Eines der Wahlkampf-Themen war die Migration. Das Konzept von Höckes AfD bestand im wesentlichen aus dem Wort „abschieben“. Dazu forderte er seine Zuhörerinnen und Zuhörer immer wieder auf. Abschieben. Dass das nicht so einfach geht, ist jedem klar. Von AfD-Vertretern war am Abend zu hören, dass man an Koalitionen interessiert sei, auf Gesprächsangebote warte, mit oder ohne Höcke, das scheint nicht sicher.
Die Ampel-Parteien wurden abgestraft, wie erwartet scheiterte die FDP an der Fünf-vh-Hürde, die Grünen blieben nicht ungeschoren. Und ja, die SPD hat es gerade so geschafft. Aber einen Sieg kann man das nicht nennen. Und der Kanzler Olaf Scholz? Er wird mehr und mehr zum Problem seiner eigenen Partei, deren Funktionäre mehr trotzig als überzeugt behaupten, die SPD zöge mit Scholz als Kanzlerkandidaten in den nächsten Bundestagswahlkampf. Er muss erstmal erreichen, dass er bis dahin im Amt bleibt. Unterstützung hat er dafür in beiden Wahlkämpfen nicht bekommen. Vielmehr rief ihm der Parteifreund aus Brandenburg, Dietmar Woidke, zu, Scholz möge lieber in Berlin bleiben. Dabei ist Scholz als Wahl-Potsdamer wahlberechtigt in Brandenburg, wo Woidke in wenigen Wochen sein Amt als Ministerpräsident verteidigen will. Leicht wird das nicht. Auch da liegt die AfD vorn. Und dann gibt es ja noch das BSW. Ausschließen würde ich da gar nichts.
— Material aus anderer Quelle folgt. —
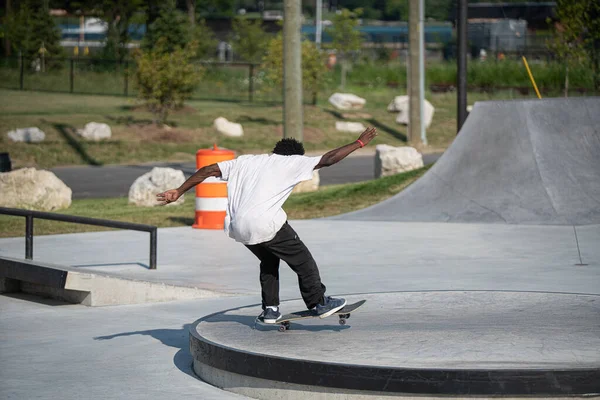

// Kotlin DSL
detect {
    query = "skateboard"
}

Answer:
[256,300,367,332]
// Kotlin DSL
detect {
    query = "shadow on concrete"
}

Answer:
[0,292,74,307]
[73,262,150,269]
[169,217,194,226]
[367,118,408,142]
[94,324,196,378]
[44,121,102,165]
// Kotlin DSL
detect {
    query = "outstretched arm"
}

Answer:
[315,128,377,169]
[156,164,221,206]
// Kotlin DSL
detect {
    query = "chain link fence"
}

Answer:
[0,57,292,102]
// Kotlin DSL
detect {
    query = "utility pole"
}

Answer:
[4,0,12,56]
[185,0,196,28]
[407,0,425,142]
[283,0,303,141]
[315,0,323,49]
[456,0,468,135]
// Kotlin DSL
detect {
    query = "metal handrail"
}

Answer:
[0,207,157,269]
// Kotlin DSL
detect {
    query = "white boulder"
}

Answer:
[292,170,321,193]
[375,144,423,178]
[0,168,72,211]
[8,127,46,143]
[388,96,435,128]
[129,167,185,207]
[77,122,112,141]
[335,121,366,133]
[214,117,244,137]
[329,93,367,110]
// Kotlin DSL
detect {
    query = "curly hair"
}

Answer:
[273,138,304,156]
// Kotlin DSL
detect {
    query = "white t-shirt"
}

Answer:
[217,154,321,245]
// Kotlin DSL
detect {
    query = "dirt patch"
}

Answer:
[126,124,204,143]
[126,104,196,115]
[275,125,325,143]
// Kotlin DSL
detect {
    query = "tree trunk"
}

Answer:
[340,57,348,89]
[186,0,196,28]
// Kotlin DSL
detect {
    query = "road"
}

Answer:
[51,154,441,199]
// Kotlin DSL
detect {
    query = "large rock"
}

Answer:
[0,168,72,211]
[335,121,366,133]
[214,117,244,137]
[329,93,367,110]
[77,122,112,141]
[129,167,185,207]
[8,127,46,143]
[388,96,435,128]
[375,144,423,178]
[292,170,321,193]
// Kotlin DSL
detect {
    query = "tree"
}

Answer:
[327,8,363,89]
[262,33,327,104]
[192,19,219,59]
[134,39,203,125]
[142,0,191,53]
[99,0,143,62]
[231,18,271,63]
[6,0,65,70]
[548,0,600,93]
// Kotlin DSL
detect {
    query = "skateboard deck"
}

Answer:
[256,300,367,332]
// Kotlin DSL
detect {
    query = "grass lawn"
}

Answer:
[0,167,428,237]
[0,87,536,168]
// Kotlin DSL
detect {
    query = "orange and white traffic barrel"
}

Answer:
[192,144,235,229]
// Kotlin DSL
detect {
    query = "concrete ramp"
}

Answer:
[336,97,600,225]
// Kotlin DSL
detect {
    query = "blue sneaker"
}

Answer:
[258,307,281,324]
[316,296,346,318]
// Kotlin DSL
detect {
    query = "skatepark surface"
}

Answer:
[0,98,600,399]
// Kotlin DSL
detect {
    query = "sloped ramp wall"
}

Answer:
[335,97,600,225]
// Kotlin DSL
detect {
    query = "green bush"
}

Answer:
[135,39,202,125]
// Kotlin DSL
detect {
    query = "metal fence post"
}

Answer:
[248,64,254,103]
[69,58,75,93]
[19,52,25,90]
[125,61,129,97]
[150,228,156,269]
[25,215,33,260]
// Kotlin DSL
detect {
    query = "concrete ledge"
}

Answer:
[190,292,600,399]
[0,257,229,306]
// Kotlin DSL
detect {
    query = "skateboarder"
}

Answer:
[156,128,377,324]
Politisch Verfolgte genießen Asylrecht- oder Herr Söder?
Am Ende ein Wort zu Markus Söder. Der bayerische Ministerpräsident und CSU-Chef ist gefragt überall im Lande, seine Wortgewaltigkeit berühmt-berüchtigt, sein Amtsvorgänger Horst Seehofer hat ihm mal Schmutzeleien vorgeworfen. Jetzt hat er ein Grundrecht zur Disposition gestellt. Oder, Herr Söder, wie soll man verstehen, dass Sie mal kurz den Artikel 16 a Grundgesetz als nicht mehr zeitgemäß betrachteten. Er heißt und ist eine Folge der deutschen Geschichte und der Abweisung von Tausenden Asylbewerbern an den Grenzen zur Schweiz: „Politisch Verfolgte genießen Asylrecht.“ Söder könnte Kanzlerkandidat der Union werden, dann Kanzler. Wehe den politisch Verfolgten!
Der Unternehmer Harald Christ hat vor der Wahl seine Befürchtung geäußert, Deutschland werde in einer anderen Republik wach werden. So groß sind Sachsen und Thüringen nicht, so groß ist der Einfluss der AfD und der von Höcke nicht, wir sind die Mehrheit. Noch. Nur müssten wir das auch mal zeigen, wir müssten zur Besinnung kommen und den Nazis die rote Karte zeigen. Die AfD ist keine demokratische Partei. Reicht das nicht als Warnung. Den 1. September 1939 und all die Folgen kann doch niemand vergessen. Niemals. Auch 85 Jahre später nicht.